Effetti scarsi per Francia e Spagna

Prendendo spunto dai dati macro delle quattro principali economie dell’area, troviamo che tutti hanno registrato un aumento dei consumi privati in valore assoluto, segno che i bassi tassi avrebbero funto da tonificante. Quando si passa, però, per raffrontarli con gli aumenti dei rispettivi tassi di crescita nominali del pil, il discorso cambia. La Germania, ad esempio, segna un aumento annuo dei suoi consumi di circa 190 miliardi di euro rispetto ai 12 mesi precedenti all’annuncio di nuovi stimoli nel maggio 2014, pari a un incremento del 12%.

Tuttavia, in rapporto al pil, la quota dei consumi è scesa nel frattempo da quasi il 56% al 52,2%. In pratica, se già i tedeschi venivano considerati un po’ troppo parsimoniosi, i tassi a zero non solo non hanno modificato le loro abitudini di consumo, anzi avrebbero persino indotto le famiglie a risparmiare ancora di più, un paradosso che si spiegherebbe con l’attuazione di una politica fiscale restrittiva da parte di Berlino, il cui governo ha chiuso i bilanci in attivo lungo tutto il quinquennio.

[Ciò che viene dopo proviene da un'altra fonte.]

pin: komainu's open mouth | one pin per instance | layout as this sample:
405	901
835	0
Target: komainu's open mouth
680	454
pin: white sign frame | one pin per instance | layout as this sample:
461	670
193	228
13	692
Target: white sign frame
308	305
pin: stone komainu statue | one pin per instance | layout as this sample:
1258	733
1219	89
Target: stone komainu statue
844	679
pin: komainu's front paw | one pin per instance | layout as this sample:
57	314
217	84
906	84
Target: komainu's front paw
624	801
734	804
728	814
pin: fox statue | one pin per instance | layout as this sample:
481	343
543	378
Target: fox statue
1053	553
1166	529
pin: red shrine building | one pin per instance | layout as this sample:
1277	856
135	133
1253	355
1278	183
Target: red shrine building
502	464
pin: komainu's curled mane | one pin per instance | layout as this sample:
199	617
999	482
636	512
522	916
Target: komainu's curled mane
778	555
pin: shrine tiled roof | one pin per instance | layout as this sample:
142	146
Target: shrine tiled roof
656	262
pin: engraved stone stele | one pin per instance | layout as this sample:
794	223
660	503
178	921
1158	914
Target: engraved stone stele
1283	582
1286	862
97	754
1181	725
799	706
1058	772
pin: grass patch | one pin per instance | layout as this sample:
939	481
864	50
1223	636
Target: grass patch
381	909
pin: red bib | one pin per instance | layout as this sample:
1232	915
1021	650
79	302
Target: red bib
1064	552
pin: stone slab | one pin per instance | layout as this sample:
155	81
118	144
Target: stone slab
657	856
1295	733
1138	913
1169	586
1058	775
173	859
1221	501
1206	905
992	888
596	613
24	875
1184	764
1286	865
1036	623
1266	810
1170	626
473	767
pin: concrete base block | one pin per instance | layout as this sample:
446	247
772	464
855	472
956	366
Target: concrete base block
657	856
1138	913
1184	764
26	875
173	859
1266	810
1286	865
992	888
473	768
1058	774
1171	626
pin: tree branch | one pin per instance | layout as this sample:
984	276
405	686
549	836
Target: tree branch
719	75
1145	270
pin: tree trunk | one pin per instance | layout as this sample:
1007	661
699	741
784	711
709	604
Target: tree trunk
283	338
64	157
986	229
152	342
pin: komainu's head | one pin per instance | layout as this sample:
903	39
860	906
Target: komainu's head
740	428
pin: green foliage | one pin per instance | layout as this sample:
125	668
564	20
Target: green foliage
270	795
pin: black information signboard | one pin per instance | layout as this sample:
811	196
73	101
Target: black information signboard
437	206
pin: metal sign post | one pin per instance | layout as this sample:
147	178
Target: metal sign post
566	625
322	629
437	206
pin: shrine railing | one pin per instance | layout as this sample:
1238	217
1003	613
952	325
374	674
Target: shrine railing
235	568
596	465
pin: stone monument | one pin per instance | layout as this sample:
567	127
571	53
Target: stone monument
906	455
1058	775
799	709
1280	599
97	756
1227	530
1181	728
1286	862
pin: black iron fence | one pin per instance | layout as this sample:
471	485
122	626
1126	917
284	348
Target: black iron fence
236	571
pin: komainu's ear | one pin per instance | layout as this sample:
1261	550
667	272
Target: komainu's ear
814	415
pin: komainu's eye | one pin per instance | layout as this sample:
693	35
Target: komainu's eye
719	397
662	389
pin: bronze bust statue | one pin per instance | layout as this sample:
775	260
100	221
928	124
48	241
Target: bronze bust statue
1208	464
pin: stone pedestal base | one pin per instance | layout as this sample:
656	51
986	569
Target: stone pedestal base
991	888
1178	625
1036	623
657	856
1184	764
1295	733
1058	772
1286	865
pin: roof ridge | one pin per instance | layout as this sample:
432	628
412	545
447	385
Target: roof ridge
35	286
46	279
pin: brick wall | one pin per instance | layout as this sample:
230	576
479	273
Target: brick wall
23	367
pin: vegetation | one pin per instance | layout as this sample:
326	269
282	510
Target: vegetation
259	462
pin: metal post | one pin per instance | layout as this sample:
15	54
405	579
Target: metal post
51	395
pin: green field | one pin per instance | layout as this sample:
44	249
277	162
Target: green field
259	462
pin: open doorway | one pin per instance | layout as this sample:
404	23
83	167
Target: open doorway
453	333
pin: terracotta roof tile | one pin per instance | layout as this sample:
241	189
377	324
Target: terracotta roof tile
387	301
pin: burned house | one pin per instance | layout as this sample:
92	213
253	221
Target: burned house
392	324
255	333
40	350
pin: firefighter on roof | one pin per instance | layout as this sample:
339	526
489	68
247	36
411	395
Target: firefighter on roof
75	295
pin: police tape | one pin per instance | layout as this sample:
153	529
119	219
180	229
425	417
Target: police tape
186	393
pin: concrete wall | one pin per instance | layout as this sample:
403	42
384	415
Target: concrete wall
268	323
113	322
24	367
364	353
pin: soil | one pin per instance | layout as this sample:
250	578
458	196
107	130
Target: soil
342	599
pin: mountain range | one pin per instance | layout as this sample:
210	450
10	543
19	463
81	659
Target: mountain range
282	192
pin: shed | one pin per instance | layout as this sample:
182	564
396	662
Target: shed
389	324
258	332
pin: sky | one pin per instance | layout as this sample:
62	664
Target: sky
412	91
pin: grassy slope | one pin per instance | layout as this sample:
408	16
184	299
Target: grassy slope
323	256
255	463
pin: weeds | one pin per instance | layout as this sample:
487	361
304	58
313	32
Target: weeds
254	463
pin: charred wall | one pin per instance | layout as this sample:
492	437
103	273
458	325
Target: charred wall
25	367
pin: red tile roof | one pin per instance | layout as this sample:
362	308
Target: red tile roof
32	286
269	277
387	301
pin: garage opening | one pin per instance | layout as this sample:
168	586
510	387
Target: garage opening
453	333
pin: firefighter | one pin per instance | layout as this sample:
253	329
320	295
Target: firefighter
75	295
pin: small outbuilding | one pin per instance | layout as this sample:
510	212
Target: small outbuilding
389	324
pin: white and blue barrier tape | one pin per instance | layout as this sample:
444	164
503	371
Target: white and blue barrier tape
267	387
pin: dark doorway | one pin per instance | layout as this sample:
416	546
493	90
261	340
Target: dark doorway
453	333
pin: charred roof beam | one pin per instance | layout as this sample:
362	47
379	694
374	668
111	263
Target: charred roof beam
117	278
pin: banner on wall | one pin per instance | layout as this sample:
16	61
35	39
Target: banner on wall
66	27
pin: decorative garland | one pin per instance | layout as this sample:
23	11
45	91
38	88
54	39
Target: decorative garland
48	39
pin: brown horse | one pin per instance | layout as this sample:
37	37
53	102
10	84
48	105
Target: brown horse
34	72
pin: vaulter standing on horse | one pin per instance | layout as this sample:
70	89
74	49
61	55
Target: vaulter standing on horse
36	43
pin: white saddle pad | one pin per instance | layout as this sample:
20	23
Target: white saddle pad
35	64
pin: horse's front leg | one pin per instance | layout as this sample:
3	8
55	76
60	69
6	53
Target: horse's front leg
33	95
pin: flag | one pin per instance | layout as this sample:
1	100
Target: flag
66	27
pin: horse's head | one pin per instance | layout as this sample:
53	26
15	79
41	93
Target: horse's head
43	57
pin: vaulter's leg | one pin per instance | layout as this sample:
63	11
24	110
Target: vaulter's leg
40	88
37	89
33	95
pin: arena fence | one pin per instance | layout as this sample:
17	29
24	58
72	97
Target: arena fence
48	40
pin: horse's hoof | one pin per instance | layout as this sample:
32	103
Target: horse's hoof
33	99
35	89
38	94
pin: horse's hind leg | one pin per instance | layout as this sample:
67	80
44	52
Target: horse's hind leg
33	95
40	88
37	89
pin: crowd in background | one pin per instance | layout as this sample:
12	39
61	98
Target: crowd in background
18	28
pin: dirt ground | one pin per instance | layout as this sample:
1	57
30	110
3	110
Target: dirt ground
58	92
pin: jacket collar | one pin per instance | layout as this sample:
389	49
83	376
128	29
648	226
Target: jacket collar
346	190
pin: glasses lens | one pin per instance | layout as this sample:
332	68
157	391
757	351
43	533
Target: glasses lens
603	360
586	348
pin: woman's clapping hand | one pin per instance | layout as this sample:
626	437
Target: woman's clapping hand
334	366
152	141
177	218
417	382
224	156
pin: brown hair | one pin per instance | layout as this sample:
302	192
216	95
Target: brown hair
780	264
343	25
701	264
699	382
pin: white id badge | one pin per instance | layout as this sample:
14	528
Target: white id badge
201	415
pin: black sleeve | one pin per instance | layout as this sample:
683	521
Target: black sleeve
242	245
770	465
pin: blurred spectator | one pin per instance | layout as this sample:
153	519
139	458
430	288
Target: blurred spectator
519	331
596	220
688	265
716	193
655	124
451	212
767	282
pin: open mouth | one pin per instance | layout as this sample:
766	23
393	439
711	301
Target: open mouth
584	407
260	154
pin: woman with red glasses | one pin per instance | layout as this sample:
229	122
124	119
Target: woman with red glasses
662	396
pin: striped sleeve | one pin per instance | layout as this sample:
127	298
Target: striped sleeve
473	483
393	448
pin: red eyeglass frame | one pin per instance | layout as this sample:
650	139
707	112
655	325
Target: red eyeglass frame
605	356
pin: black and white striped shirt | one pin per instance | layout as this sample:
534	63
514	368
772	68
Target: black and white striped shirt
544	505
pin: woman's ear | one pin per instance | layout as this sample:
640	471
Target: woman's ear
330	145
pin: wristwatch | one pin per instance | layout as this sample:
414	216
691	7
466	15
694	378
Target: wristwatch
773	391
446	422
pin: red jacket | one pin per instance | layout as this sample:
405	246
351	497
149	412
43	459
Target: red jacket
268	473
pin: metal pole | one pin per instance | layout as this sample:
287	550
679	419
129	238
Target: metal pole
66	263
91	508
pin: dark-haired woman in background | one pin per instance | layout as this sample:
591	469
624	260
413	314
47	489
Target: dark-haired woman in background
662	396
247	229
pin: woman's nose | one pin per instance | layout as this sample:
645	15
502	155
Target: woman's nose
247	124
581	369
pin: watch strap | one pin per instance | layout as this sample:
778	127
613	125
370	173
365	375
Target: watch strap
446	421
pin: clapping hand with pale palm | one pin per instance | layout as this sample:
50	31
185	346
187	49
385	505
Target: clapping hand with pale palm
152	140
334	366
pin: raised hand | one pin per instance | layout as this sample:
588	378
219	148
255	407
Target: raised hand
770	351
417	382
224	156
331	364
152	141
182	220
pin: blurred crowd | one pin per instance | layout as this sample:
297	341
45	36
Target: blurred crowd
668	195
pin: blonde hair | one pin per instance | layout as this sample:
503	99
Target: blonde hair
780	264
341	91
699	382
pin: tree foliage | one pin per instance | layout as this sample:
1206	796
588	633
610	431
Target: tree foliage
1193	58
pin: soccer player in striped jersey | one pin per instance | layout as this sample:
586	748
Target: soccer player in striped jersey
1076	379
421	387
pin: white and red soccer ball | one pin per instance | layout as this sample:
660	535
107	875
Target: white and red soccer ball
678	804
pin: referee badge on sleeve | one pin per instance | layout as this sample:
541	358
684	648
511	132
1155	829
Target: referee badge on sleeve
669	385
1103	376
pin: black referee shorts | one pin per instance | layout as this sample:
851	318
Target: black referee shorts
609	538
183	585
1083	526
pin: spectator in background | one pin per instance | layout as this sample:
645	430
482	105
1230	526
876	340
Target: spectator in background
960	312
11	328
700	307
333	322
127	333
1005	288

I consumi privati risultano aumentati anche in tutti gli altri tre stati, con la Spagna a segnare un +13,4% su base annua nel 2018 rispetto a 12 mesi pre-stimoli. Anche in questo caso, però, si riscontra un calo dal 58,8% al 56,8% rispetto al pil. L’Italia con il suo +7% supera la Francia (+5,7%), con i consumi a scendere da circa il 61% e quasi il 60% del pil. Quelli francesi arretrano dal 54,9% al 52,3%. In altre parole, non è stata la domanda delle famiglie ad avere trainato la crescita nel quinquennio passato, segno che il QE avrebbe agito positivamente sui consumi, ma non tale da renderli la forza motrice del pil.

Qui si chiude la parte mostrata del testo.